Since there are a number of frozen conflicts within the CIS, Tashkent would like the CSTO to rule out even the slightest implication that this collective force could intervene in any of these circumstances. The absence of clarity on this point in the content of the document was a critical factor in the decision to postpone becoming a signatory.
Uzbekistan also strongly objected to the potential for the new force to override the national legislation of the CSTO members, arguing that sending contingents to the territories of other states, or deploying it within the CSTO area should not contradict existing laws. Belarus and Uzbekistan are both constitutionally prohibited from sending military forces beyond their own territories. This point makes a complete farce of the CORF, since in order to have either country participate in an exercise (or operation) would entail hosting it on their territory, which explains why one part of the military exercise planned for August and September was scheduled to be staged in Belarus.
Finally, one potentially embarrassing issue raised by Tashkent relates to the timing of the planned CORF military exercises. The force currently lacks any real legal basis, since it has yet to be ratified by the parliaments of its member states: Moscow has effectively argued that the document has temporarily come into force. "In this case, the meaning of the document’s ratification is lost, and the opinions of the parliaments of the CSTO member states are fully ignored," added the Uzbek foreign ministry’s press release (ITAR-TASS, June 23).
Uzbekistan’s principled legal and political objections to the CORF, linked to critical issues such as consensus and practical issues surrounding the new force were dismissed by one independent military analyst in Moscow as "eccentric" (Ezhednevny Zhurnal, June 15). However, though the Uzbek stance has not been supported through the CSTO, its objections are legitimate and unlikely to be resolved as quickly as Medvedev hopes without radically revising the agreement. In any case, Tashkent’s policy toward the CORF has hardened since it was first mooted during the informal CSTO meeting in Borovoye December 19-21, 2008 (which Uzbekistan refused to attend), and formally announced on February 4 at the CSTO summit in Moscow (Rossiya TV, Interfax, RIA Novosti, ITAR-TASS, February 4).
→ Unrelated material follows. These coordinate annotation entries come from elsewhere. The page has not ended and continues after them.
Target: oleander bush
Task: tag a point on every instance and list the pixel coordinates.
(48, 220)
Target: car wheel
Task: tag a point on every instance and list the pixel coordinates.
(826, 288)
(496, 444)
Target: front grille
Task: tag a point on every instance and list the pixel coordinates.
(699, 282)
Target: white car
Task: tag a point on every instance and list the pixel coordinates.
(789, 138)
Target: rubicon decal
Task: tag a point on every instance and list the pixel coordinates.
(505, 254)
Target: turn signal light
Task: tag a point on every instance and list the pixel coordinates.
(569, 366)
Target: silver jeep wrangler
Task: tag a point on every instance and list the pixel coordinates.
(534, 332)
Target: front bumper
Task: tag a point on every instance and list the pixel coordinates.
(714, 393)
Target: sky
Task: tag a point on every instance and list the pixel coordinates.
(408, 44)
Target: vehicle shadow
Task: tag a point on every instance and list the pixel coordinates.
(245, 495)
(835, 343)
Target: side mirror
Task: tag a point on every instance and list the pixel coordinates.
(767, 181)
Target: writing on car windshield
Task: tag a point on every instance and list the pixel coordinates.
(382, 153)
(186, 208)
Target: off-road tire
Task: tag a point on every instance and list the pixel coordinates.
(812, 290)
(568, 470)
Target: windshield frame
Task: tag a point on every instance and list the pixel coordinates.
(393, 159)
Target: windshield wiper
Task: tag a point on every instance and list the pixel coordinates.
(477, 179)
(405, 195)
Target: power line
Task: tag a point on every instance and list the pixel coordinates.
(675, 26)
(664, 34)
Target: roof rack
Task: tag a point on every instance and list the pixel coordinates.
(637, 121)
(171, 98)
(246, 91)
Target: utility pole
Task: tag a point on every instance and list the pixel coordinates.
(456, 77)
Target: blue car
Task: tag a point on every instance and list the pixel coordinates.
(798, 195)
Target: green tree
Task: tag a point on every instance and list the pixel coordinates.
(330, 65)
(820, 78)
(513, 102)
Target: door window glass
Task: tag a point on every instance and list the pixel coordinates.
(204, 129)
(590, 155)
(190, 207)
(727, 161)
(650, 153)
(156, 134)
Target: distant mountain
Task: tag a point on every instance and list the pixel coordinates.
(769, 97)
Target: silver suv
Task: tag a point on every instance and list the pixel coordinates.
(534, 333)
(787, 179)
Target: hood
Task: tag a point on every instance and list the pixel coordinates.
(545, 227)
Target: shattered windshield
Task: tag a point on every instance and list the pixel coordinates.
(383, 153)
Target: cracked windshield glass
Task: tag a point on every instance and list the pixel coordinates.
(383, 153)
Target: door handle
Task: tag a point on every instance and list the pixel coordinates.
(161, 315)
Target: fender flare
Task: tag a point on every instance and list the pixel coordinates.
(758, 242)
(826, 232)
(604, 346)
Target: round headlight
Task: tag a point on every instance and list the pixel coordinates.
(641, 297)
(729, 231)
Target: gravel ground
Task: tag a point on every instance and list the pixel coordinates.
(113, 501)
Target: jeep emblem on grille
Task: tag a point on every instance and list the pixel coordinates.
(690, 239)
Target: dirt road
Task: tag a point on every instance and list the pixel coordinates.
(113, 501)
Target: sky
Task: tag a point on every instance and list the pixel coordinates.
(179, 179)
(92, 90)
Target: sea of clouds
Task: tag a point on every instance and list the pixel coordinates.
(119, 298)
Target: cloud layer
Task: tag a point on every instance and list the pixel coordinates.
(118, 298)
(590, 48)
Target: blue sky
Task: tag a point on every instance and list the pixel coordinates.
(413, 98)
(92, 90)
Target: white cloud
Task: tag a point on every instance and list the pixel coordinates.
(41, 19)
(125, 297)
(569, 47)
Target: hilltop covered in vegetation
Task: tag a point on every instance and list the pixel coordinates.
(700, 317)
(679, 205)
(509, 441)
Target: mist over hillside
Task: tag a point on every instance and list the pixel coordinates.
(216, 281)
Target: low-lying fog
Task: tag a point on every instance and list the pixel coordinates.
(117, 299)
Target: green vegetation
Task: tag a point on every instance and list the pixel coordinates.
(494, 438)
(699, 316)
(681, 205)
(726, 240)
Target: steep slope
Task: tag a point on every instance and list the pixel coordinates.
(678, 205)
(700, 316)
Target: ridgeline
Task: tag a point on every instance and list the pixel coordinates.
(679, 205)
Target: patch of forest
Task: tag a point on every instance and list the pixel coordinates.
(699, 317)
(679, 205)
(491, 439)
Tashkent initially expressed interest in the transformation of the CSTO force structure, but after it became clear that Moscow would not permit "equal participation" from other member states it opted to participate on an ad hoc basis. The lack of consensus building by Moscow in the interim has served to influence the Uzbek government to step back from the agreement, and consequently weakens the Kremlin’s aspiration to dominate Central Asia.